Mille places à trouver
Reste que la Clinique de l'Alternative demeurera probablement sur sa décision de cesser de pratiquer des avortements, même si on assouplit les normes dans les prochaines semaines. En entrevue avec Le Devoir, sa directrice Micheline Dupuis avait précisé qu'elle ne comptait pas changer d'idée.
Il faudra donc rediriger au moins 1000 femmes par an vers d'autres établissements. L'Agence de la santé et des services sociaux de Montréal a annoncé hier matin, avant la sortie du Collège des médecins, son plan pour garantir l'accessibilité des IVG sur l'île. Il redistribue les cas de la Clinique de l'Alternative, mais également ceux des cliniques Fémina et Morgentaler.

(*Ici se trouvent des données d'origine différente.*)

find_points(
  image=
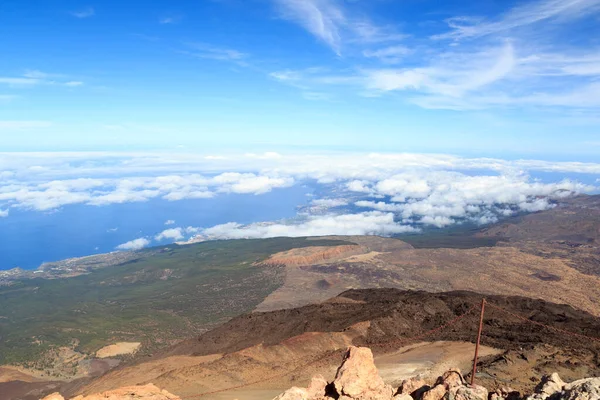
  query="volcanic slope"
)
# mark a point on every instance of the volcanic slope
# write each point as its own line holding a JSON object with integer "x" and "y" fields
{"x": 260, "y": 345}
{"x": 160, "y": 296}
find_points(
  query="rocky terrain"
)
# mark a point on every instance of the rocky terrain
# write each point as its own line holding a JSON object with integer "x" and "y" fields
{"x": 357, "y": 378}
{"x": 52, "y": 329}
{"x": 395, "y": 324}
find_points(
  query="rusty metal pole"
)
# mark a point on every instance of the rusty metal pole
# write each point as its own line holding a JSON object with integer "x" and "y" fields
{"x": 477, "y": 344}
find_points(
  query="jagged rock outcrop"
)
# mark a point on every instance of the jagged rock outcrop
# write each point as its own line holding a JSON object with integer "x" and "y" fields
{"x": 358, "y": 379}
{"x": 583, "y": 389}
{"x": 553, "y": 388}
{"x": 146, "y": 392}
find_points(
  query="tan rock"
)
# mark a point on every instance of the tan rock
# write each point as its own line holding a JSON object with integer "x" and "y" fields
{"x": 316, "y": 387}
{"x": 549, "y": 385}
{"x": 54, "y": 396}
{"x": 436, "y": 393}
{"x": 146, "y": 392}
{"x": 474, "y": 392}
{"x": 411, "y": 385}
{"x": 583, "y": 389}
{"x": 358, "y": 378}
{"x": 452, "y": 378}
{"x": 294, "y": 393}
{"x": 402, "y": 396}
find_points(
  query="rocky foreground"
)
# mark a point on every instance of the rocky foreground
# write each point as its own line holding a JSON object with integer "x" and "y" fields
{"x": 358, "y": 379}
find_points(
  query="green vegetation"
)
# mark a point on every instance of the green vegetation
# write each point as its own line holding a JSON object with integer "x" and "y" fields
{"x": 171, "y": 293}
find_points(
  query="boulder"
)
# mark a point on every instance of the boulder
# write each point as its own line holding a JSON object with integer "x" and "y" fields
{"x": 583, "y": 389}
{"x": 317, "y": 387}
{"x": 464, "y": 392}
{"x": 294, "y": 393}
{"x": 54, "y": 396}
{"x": 357, "y": 377}
{"x": 436, "y": 393}
{"x": 412, "y": 385}
{"x": 451, "y": 378}
{"x": 402, "y": 396}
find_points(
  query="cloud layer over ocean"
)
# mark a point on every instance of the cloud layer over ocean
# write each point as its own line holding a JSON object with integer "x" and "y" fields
{"x": 359, "y": 193}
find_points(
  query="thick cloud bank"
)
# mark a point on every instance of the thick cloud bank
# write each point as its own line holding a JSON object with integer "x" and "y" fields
{"x": 380, "y": 194}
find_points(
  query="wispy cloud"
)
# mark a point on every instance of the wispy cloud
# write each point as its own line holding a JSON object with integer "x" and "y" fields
{"x": 84, "y": 13}
{"x": 331, "y": 22}
{"x": 505, "y": 62}
{"x": 389, "y": 55}
{"x": 202, "y": 50}
{"x": 34, "y": 77}
{"x": 171, "y": 19}
{"x": 523, "y": 15}
{"x": 452, "y": 76}
{"x": 18, "y": 125}
{"x": 19, "y": 81}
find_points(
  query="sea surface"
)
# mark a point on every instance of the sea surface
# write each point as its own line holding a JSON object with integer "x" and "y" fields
{"x": 29, "y": 238}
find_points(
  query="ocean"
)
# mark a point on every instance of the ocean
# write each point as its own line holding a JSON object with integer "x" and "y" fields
{"x": 29, "y": 238}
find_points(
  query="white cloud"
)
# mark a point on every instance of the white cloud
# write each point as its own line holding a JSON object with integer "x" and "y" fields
{"x": 329, "y": 203}
{"x": 525, "y": 14}
{"x": 452, "y": 79}
{"x": 172, "y": 19}
{"x": 170, "y": 234}
{"x": 322, "y": 18}
{"x": 417, "y": 188}
{"x": 392, "y": 54}
{"x": 136, "y": 244}
{"x": 18, "y": 81}
{"x": 85, "y": 13}
{"x": 330, "y": 21}
{"x": 34, "y": 77}
{"x": 202, "y": 50}
{"x": 367, "y": 223}
{"x": 18, "y": 125}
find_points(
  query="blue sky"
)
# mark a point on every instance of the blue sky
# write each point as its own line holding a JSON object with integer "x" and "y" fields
{"x": 494, "y": 78}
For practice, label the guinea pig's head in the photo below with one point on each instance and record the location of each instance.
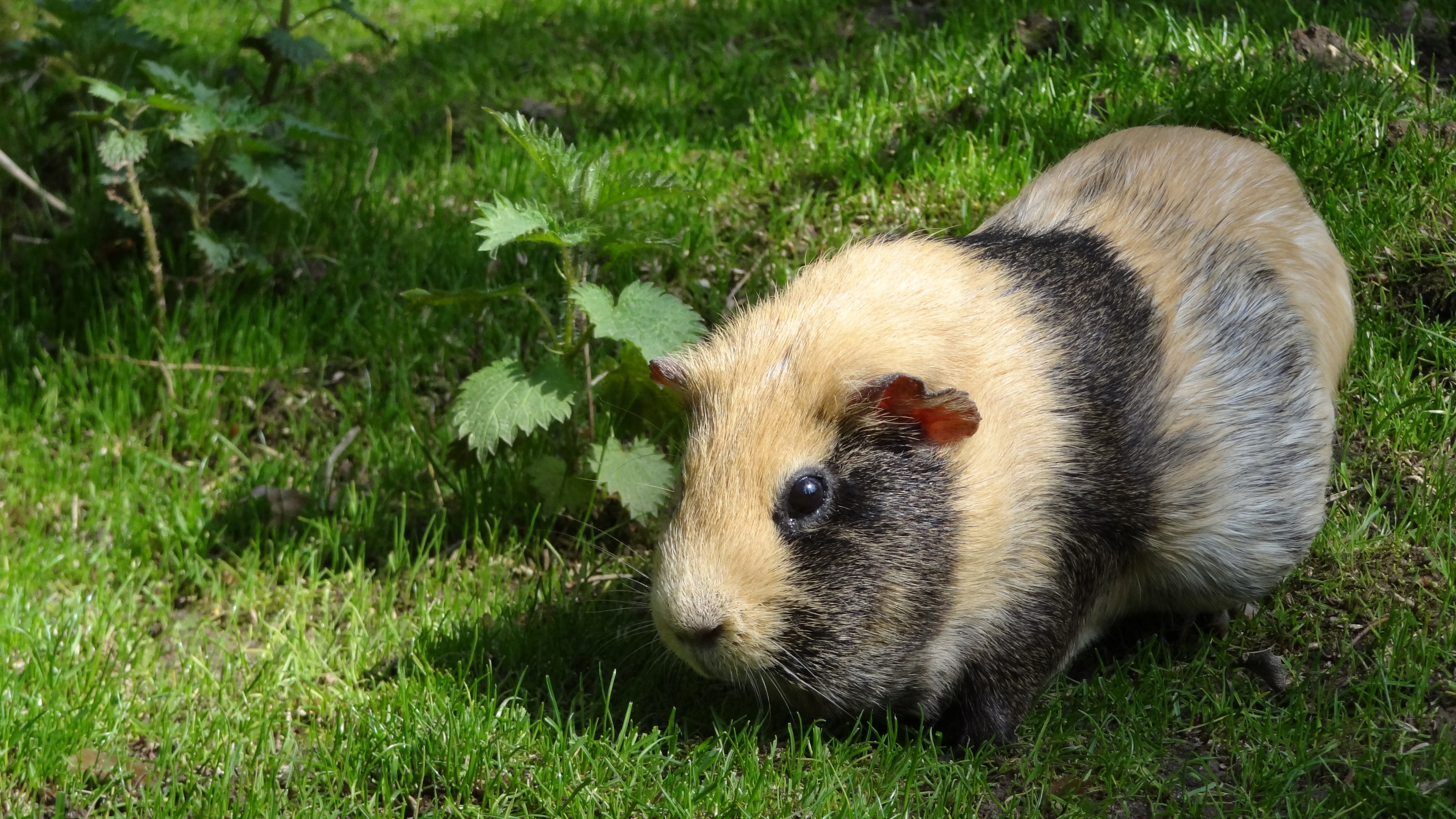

Le p.-d.g. de l'agence, le Dr David Lévine, dévoilait dans un même élan que la clinique L'Envolée, qui pratique moins de 300 avortements par an, avait obtenu «sans condition» son permis de CMS. Il prévoit donc y rediriger une partie des femmes et répartir les autres patientes dans les CLSC, les hôpitaux et le Centre de santé des femmes de Montréal. En entrevue avec Le Devoir, la Dre Léger ne cachait pas sa surprise que L'Envolée ait obtenu son permis de CMS, puisque, selon elle, leurs «installations sont semblables [aux leurs] et répondent aux mêmes hauts standards». Il a été impossible de parler à une des quatre médecins propriétaires de cette dernière clinique, qui sont en vacances.
Les listes d'attente risquent donc de s'allonger même si les cliniques Morgentaler et Fémina obtiennent leur permis de CMS. Une situation que David Levine nie. «Il n'y a personne sur une liste d'attente, nous garantissons l'accès en deux semaines, et il n'y aura pas de liste d'attente à l'avenir», a-t-il dit lors du point de presse.
Les Drs Léger et Paquin, ainsi que la Clinique de l'Alternative, affirment que le délai peut atteindre trois, voire quatre semaines dans certaines périodes et qu'il risque de s'allonger avec la fin des IVG à l'Alternative. «La fin des IVG à la Clinique de l'Alternative, c'est un drame pour les femmes de Montréal», se désole le Dr Barrette, qui avait averti au printemps que la loi 34 mettait en péril l'accessibilité aux cliniques d'avortement. «Les hôpitaux sont déjà à pleine capacité, si 1000 femmes se déplacent vers les hôpitaux, c'est 1000 autres personnes que ça déplace, comme les dominos.» Si leurs quotas sont élargis, les cliniques privées sont prêtes à accueillir ces patientes.